SYNONYMS: Aqua aurantii florum (Pharm. 1880), Triple orange flower water.
Source, History, and Tests.—"Water saturated with the volatile oil of fresh orange flowers, obtained as a by-product in the distillation of the oil of orange flowers. It should be kept in loosely-stoppered bottles, in a dark place. Stronger orange flower water should be neutral to litmus paper, and possess a strong odor of fresh orange flowers. It should be colorless and clear, or only faintly opalescent, not mucilaginous, and give no reaction with hydrogen sulphide T.S. or ammonium sulphide T.S. (absence of metallic impurities)—"(U. S. P.).
Eau de fleurs d'Oranger, of the French, was prepared by taking orange flowers, 10 parts, and water, 30 parts, and distilling therefrom 20 parts. If in this manner 2 pounds of orange flower water are obtained from each pound of flowers employed, the product is called double orange flower water; if pound for pound is obtained, it is quadruple orange flower water; if 3 pounds are obtained from 2 pounds of flowers, it is triple orange flower water; if the double be cut with an equal amount of water it produces simple orange flower water (Jourdan, Pharmacopés Universelle, 1840).

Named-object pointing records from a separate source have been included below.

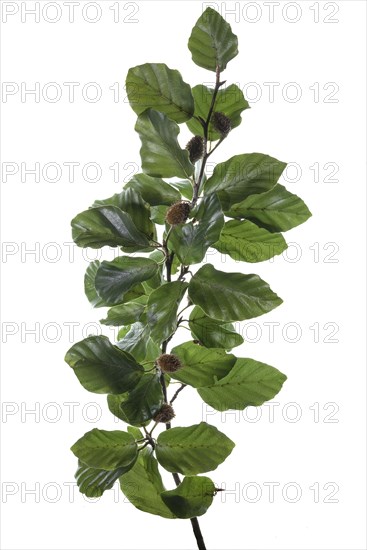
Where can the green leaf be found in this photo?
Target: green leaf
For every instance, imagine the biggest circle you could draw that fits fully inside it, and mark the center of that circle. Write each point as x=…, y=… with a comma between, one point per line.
x=277, y=209
x=140, y=404
x=106, y=450
x=243, y=240
x=212, y=43
x=114, y=279
x=230, y=101
x=191, y=498
x=162, y=309
x=154, y=191
x=193, y=450
x=231, y=296
x=143, y=486
x=132, y=202
x=190, y=241
x=242, y=176
x=201, y=366
x=160, y=152
x=106, y=226
x=249, y=383
x=93, y=482
x=184, y=187
x=154, y=85
x=102, y=367
x=124, y=314
x=136, y=340
x=212, y=333
x=90, y=287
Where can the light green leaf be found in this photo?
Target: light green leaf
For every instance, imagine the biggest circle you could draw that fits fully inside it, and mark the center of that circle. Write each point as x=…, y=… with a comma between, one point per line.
x=102, y=367
x=244, y=240
x=132, y=202
x=93, y=482
x=212, y=333
x=201, y=366
x=154, y=191
x=143, y=486
x=106, y=226
x=162, y=309
x=124, y=314
x=191, y=498
x=160, y=152
x=276, y=210
x=212, y=43
x=136, y=340
x=184, y=187
x=114, y=279
x=193, y=450
x=230, y=101
x=190, y=241
x=106, y=450
x=249, y=383
x=231, y=296
x=242, y=176
x=140, y=404
x=154, y=85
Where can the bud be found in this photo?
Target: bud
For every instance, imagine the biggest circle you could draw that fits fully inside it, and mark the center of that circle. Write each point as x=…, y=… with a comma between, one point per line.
x=168, y=362
x=221, y=123
x=195, y=148
x=165, y=414
x=178, y=213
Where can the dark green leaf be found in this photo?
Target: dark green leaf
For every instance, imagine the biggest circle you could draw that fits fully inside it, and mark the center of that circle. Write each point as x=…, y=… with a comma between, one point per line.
x=230, y=101
x=193, y=450
x=249, y=383
x=244, y=240
x=191, y=498
x=106, y=450
x=106, y=226
x=277, y=209
x=114, y=279
x=90, y=287
x=102, y=367
x=231, y=296
x=140, y=404
x=154, y=85
x=201, y=366
x=93, y=482
x=212, y=333
x=154, y=191
x=162, y=309
x=212, y=43
x=242, y=176
x=190, y=241
x=143, y=486
x=124, y=314
x=160, y=152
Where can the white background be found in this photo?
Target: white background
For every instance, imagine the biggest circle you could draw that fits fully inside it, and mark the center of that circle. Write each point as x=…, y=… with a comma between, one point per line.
x=318, y=440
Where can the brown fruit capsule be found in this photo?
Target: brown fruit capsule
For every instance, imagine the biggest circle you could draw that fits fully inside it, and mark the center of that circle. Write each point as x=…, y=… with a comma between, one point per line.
x=168, y=362
x=221, y=123
x=178, y=213
x=165, y=414
x=195, y=148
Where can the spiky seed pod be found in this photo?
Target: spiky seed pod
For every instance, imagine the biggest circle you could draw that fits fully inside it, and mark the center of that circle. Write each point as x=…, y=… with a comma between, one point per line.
x=195, y=148
x=168, y=362
x=165, y=414
x=178, y=213
x=221, y=123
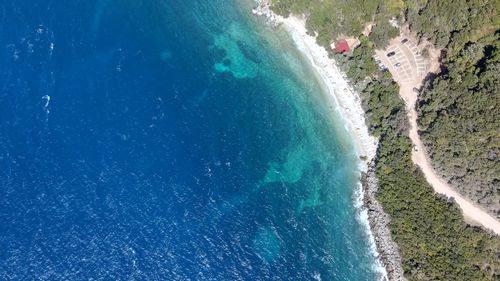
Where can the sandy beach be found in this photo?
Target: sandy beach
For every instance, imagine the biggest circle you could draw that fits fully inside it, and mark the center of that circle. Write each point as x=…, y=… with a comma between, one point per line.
x=348, y=103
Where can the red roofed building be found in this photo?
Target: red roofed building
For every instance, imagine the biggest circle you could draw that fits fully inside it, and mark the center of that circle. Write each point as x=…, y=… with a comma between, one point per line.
x=341, y=46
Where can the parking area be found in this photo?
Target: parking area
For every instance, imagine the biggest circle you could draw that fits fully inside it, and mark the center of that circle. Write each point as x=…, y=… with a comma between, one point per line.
x=403, y=58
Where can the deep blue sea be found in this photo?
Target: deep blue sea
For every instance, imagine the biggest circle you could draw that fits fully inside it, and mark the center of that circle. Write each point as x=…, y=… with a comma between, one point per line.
x=168, y=140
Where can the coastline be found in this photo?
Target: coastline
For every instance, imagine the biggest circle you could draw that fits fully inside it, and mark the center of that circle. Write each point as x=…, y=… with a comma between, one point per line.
x=348, y=103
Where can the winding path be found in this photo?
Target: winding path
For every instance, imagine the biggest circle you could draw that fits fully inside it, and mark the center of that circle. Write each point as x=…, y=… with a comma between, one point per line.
x=409, y=75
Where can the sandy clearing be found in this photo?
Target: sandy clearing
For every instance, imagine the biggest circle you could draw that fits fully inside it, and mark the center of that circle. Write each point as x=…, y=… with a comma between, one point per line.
x=409, y=76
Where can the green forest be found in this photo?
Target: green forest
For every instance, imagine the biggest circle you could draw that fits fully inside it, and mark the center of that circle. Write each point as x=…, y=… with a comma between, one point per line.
x=459, y=109
x=459, y=123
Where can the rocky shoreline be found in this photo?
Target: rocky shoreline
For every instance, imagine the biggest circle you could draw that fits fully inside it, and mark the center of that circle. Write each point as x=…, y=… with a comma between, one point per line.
x=386, y=248
x=379, y=225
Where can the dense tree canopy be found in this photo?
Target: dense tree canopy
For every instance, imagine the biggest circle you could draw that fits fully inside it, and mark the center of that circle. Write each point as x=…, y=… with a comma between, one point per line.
x=459, y=110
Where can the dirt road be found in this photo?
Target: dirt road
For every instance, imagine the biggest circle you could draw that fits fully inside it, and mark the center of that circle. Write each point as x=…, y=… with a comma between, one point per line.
x=409, y=68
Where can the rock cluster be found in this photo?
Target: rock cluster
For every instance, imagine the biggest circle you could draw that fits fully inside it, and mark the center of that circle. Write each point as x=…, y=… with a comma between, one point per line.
x=263, y=9
x=379, y=224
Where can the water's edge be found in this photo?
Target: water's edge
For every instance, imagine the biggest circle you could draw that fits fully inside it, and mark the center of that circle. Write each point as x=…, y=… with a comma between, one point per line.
x=370, y=211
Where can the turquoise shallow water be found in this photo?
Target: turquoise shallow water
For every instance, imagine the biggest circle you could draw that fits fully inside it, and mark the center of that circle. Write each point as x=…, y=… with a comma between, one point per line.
x=183, y=140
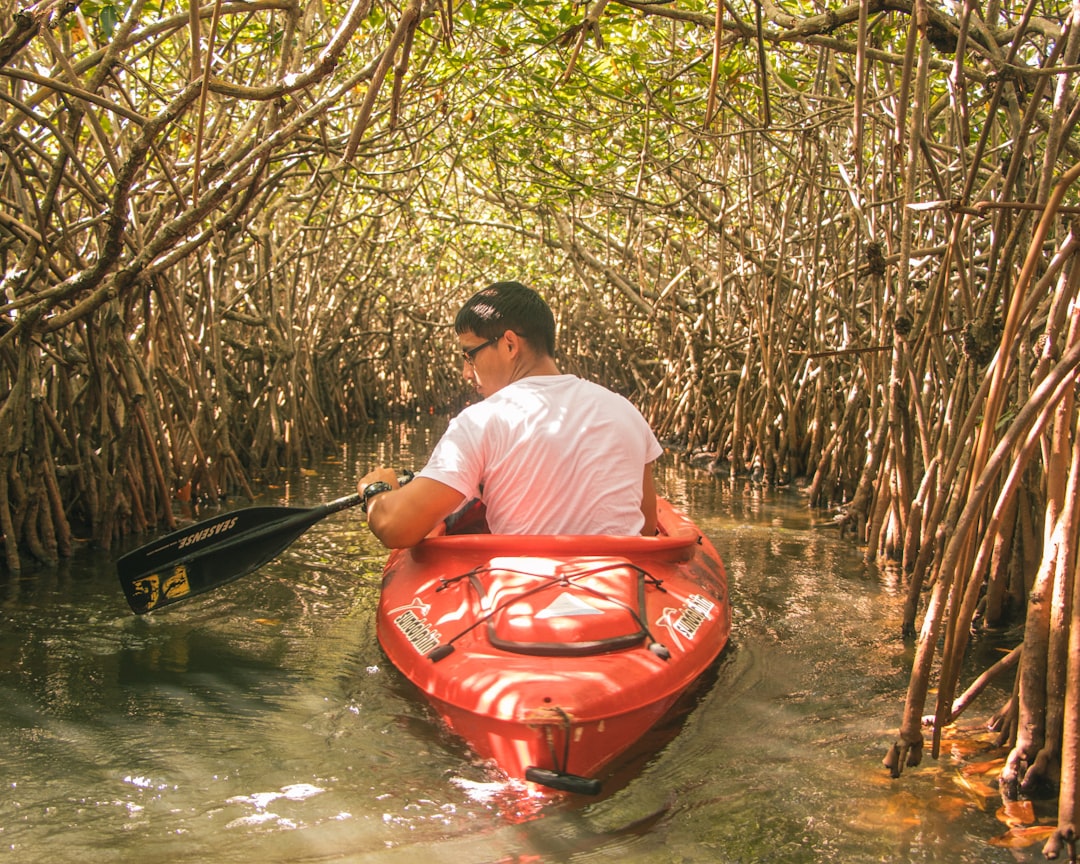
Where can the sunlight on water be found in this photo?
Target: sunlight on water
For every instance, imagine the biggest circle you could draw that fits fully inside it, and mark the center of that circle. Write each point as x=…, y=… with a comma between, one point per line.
x=261, y=723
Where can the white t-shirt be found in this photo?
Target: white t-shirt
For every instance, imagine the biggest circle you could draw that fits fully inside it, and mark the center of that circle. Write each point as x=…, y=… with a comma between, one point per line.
x=550, y=454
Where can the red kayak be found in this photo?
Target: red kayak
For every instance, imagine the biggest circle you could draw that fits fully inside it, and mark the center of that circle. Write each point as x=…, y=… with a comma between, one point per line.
x=552, y=655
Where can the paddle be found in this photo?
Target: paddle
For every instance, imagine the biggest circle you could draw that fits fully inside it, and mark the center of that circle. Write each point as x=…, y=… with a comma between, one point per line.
x=211, y=553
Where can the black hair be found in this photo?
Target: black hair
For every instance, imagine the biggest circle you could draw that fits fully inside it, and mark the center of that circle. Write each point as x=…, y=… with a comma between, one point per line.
x=509, y=306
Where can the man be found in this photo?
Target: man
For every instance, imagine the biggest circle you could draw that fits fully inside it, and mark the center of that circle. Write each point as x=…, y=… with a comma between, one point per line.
x=547, y=453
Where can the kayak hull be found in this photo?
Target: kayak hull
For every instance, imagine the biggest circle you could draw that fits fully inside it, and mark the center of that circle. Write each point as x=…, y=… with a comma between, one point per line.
x=553, y=655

Description and Uses.—Orange flower water (distilled) is a clear, colorless, and agreeably aromatic liquid, having an odor and taste distinct from that prepared from oil of neroli (oil of orange flowers). It may be faintly opalescent. A mucilaginous material sometimes separates from the commercial water, which may be removed by filtration, after being previously agitated with pulverized kaolin. Should it become acid in reaction, distilling from magnesia will restore it to its normal condition. It is used in preparing Aqua Aurantii Florum.